Aging is a biological process that occurs in virtually all organisms, and is characterized by loss of homeostasis due to a progressive alteration in normal cellular or organismal functions. Evolutionarily, aging is thought to be a result of inappropriate reactivation of specific genetic programs, which are essential for fitness and reproduction at a young age, later in life—the antagonistic pleiotropy theory of aging. Molecular programs and stress pathways that are activated through a finite period of time to sustain health in young organisms, are often chronically activated later in life; examples of these molecular pathways are p53, HIF and mTOR among others. Interestingly, these are also pathways central to the tumorigenic process. In fact, many of the features that underlie aging are also known to be essential to cancer development and progression.
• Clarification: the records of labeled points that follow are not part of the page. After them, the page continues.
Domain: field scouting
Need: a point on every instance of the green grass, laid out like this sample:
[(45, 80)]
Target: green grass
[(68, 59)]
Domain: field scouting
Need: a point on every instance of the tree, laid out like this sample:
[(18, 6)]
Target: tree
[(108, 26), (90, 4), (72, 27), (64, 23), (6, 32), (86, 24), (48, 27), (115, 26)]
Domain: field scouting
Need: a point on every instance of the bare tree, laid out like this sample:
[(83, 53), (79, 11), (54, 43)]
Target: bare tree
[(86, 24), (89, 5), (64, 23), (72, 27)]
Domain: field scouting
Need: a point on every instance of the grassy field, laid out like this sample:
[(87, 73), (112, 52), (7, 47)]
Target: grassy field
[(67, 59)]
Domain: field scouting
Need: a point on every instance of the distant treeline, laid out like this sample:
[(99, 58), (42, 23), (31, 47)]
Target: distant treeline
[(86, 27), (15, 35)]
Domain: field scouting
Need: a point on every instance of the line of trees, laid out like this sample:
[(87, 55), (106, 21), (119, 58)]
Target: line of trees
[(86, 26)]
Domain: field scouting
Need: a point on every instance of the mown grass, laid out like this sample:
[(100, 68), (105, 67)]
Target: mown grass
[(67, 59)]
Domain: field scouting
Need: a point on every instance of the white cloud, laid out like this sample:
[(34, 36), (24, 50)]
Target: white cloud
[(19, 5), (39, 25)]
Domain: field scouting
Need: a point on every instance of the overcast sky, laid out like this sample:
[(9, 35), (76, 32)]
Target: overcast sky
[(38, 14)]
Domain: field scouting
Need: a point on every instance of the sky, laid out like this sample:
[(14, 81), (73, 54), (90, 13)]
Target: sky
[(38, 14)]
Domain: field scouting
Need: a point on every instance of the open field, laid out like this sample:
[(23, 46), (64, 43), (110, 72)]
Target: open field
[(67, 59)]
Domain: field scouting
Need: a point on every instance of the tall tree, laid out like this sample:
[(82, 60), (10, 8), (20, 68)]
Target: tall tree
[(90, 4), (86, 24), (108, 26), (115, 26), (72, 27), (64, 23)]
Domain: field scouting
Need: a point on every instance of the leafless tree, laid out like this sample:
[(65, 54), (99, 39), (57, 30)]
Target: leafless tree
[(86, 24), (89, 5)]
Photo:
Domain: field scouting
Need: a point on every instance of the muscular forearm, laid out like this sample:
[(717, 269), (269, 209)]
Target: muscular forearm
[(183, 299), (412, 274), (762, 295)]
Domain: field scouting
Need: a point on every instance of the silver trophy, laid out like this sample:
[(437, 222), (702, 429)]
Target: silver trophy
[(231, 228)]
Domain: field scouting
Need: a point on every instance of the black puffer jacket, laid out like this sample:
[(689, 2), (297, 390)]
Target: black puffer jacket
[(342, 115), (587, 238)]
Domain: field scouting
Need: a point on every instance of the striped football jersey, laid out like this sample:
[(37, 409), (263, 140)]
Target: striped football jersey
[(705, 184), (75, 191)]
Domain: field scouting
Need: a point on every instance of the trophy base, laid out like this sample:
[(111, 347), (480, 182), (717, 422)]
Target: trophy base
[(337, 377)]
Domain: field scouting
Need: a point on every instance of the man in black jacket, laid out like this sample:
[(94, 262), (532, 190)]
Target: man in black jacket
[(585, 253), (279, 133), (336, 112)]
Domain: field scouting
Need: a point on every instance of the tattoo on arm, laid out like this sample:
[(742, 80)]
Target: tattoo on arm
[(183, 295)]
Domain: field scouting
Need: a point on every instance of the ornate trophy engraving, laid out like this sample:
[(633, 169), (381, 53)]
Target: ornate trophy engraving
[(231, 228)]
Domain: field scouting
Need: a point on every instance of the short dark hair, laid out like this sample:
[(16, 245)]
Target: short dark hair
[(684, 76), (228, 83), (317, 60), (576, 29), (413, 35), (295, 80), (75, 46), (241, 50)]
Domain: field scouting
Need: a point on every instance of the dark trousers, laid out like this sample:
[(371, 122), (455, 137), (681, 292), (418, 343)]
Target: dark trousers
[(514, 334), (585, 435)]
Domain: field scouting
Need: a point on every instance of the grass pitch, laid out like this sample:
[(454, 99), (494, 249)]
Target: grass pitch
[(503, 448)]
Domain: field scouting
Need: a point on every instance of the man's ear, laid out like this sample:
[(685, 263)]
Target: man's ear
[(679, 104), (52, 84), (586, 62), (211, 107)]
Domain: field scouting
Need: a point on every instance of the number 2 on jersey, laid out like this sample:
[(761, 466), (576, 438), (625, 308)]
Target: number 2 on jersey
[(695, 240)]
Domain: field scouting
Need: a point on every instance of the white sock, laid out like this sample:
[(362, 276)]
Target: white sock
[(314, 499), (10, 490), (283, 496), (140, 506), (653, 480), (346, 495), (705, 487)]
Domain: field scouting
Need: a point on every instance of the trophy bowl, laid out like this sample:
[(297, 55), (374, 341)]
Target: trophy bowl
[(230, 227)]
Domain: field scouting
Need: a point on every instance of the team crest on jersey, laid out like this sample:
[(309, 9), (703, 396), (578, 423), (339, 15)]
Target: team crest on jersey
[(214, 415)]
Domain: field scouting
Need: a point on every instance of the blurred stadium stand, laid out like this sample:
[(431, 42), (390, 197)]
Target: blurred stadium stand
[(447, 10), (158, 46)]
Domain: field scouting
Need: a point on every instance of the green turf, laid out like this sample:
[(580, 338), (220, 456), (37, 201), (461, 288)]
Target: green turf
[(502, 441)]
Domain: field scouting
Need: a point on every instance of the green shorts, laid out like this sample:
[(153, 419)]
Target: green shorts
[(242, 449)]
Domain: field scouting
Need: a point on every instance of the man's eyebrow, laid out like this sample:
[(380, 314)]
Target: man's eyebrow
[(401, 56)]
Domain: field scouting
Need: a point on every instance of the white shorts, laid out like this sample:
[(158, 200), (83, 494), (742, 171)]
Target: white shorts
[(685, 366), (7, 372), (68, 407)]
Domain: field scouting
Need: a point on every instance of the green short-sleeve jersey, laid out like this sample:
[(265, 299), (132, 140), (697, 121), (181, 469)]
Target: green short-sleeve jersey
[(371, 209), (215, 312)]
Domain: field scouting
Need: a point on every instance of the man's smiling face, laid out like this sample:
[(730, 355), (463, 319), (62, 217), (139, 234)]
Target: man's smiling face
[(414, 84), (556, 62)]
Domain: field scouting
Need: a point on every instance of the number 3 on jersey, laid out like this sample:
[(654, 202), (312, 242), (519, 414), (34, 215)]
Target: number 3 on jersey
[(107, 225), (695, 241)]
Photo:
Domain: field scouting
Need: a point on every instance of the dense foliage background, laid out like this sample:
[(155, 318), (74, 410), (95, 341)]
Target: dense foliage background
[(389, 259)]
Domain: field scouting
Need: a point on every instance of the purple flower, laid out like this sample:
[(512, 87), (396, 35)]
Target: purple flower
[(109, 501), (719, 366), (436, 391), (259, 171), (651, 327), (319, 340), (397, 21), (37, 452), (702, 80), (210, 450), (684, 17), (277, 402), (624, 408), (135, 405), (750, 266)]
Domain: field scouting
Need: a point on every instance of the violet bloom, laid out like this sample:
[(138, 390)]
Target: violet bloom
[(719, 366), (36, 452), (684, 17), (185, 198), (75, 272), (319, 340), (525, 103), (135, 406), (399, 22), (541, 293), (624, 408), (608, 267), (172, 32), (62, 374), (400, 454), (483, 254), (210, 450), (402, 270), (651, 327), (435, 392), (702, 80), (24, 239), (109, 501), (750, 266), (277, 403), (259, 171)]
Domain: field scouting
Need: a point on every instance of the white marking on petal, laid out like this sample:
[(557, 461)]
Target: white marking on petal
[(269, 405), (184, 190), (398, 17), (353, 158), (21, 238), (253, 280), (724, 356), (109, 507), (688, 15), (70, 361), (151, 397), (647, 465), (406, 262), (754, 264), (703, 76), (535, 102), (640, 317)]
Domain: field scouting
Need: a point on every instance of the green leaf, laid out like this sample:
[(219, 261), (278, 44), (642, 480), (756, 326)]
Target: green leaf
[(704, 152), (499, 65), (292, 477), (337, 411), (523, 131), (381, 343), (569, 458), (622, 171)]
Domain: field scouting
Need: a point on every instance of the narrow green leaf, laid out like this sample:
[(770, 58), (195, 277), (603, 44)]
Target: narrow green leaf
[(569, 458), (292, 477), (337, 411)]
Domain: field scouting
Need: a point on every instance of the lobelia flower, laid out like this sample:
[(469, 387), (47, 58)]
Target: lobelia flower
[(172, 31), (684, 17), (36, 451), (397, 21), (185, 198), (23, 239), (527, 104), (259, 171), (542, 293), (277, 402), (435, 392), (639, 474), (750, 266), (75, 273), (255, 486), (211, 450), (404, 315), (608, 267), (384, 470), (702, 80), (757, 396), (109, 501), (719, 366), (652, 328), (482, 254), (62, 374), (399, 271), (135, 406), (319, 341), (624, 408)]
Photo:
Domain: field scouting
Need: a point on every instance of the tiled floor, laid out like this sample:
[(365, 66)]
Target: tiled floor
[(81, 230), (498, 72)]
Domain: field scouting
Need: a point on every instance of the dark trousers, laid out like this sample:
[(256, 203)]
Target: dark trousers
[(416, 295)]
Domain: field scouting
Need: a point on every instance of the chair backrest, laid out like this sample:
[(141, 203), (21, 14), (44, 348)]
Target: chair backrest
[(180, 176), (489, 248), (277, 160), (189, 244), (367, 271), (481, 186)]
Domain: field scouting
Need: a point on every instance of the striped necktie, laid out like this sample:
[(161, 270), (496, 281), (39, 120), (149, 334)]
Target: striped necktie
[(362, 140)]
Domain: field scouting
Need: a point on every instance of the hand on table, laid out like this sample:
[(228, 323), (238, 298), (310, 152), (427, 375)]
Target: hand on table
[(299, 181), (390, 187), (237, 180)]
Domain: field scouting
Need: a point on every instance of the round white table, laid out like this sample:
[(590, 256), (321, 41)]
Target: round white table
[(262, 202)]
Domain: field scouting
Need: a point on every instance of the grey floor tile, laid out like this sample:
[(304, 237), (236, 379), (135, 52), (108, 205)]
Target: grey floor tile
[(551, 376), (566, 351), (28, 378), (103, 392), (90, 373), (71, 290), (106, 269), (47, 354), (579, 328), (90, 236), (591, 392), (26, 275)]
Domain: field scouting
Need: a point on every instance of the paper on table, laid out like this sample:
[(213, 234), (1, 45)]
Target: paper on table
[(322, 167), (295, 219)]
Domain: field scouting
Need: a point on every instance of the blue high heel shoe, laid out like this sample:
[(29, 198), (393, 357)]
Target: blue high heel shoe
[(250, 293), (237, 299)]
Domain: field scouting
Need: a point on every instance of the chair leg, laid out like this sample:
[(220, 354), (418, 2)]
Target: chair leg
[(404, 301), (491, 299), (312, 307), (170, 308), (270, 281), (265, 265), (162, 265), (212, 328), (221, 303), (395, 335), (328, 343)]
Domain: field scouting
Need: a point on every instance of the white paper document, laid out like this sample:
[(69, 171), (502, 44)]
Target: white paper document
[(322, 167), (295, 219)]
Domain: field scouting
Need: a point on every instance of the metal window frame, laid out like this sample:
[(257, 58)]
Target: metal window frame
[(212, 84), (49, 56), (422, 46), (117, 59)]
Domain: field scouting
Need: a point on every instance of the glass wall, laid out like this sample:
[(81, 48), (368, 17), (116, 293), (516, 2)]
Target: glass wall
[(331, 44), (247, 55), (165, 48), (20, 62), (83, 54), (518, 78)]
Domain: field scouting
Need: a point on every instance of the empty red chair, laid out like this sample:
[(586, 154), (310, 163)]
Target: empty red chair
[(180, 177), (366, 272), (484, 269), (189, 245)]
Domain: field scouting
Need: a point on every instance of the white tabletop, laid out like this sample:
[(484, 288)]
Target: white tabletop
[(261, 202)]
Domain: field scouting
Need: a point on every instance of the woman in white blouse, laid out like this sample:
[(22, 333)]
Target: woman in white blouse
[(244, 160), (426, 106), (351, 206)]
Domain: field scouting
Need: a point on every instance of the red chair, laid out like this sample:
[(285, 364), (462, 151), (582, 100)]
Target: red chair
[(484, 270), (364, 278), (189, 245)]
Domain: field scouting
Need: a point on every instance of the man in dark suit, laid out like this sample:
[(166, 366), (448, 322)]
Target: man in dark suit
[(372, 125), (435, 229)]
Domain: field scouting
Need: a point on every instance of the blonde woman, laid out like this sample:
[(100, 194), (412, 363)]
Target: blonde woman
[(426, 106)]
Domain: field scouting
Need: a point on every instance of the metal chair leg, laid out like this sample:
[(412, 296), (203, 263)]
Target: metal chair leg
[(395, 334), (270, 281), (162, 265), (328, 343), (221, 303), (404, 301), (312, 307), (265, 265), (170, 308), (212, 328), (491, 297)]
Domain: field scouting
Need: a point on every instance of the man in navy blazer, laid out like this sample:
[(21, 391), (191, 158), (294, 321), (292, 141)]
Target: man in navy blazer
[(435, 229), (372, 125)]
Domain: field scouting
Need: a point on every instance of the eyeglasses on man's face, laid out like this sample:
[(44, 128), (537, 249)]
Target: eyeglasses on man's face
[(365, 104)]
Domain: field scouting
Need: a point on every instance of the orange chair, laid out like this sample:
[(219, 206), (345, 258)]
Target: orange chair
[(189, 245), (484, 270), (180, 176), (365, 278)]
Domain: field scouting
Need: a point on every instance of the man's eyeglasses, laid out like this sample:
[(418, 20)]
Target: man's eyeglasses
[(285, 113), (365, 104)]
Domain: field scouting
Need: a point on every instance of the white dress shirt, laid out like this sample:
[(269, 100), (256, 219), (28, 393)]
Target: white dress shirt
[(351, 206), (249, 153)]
In addition to the cancer cell autonomous effects of the aging process, the environment in the aged host is also likely to be at play during tumor progression. Throughout the body cells lose their ability to function or begin to function abnormally as the organism ages; byproducts and waste molecules build up in circulation and within tissues, connective tissue changes and becomes stiffer conditioning blood flow and oxygen intake, damage to building blocks of a cell (e.g. DNA, proteins, lipids) accumulate. Thus, as a whole an old organism is a different molecular entity than a young one, conditioning how a tumor progresses and reacts to anti-cancer therapies. However, despite these and the anecdotal observations that age affects prognosis and outcome, very little experimental data dissect the connections of aging, cancer progression and sensitivity to anti-cancer therapies.
We recently described a new concept of age-promoted tumorigenesis that incorporates our existing understanding into a fundamentally different paradigm: that tumor progression occurs, at least in part, as a manifestation of global deregulation of the aged host. Specifically, aging promotes the increase in circulatory methylmalonic acid (MMA), which in turn endows cancer cells with the properties necessary to migrate, invade, survive and thrive as metastatic lesions, underscoring the importance of a global reprogramming of the aged-host for tumor progression and increased cancer-associated mortality. Work in the Gomes lab is focused on expanding on these findings and building a framework of cancer research that accounts for the organismal reprogramming that occurs with aging.
Questions of Interest:
Are there age-induced factors that affect resistance to conventional anti-cancer therapies?
What are the age-driven changes that occur within a tissue that may aid tumor progression?
Can we harness this knowledge to define biomarkers of responsiveness to therapies as well as design more efficacious therapeutic strategies?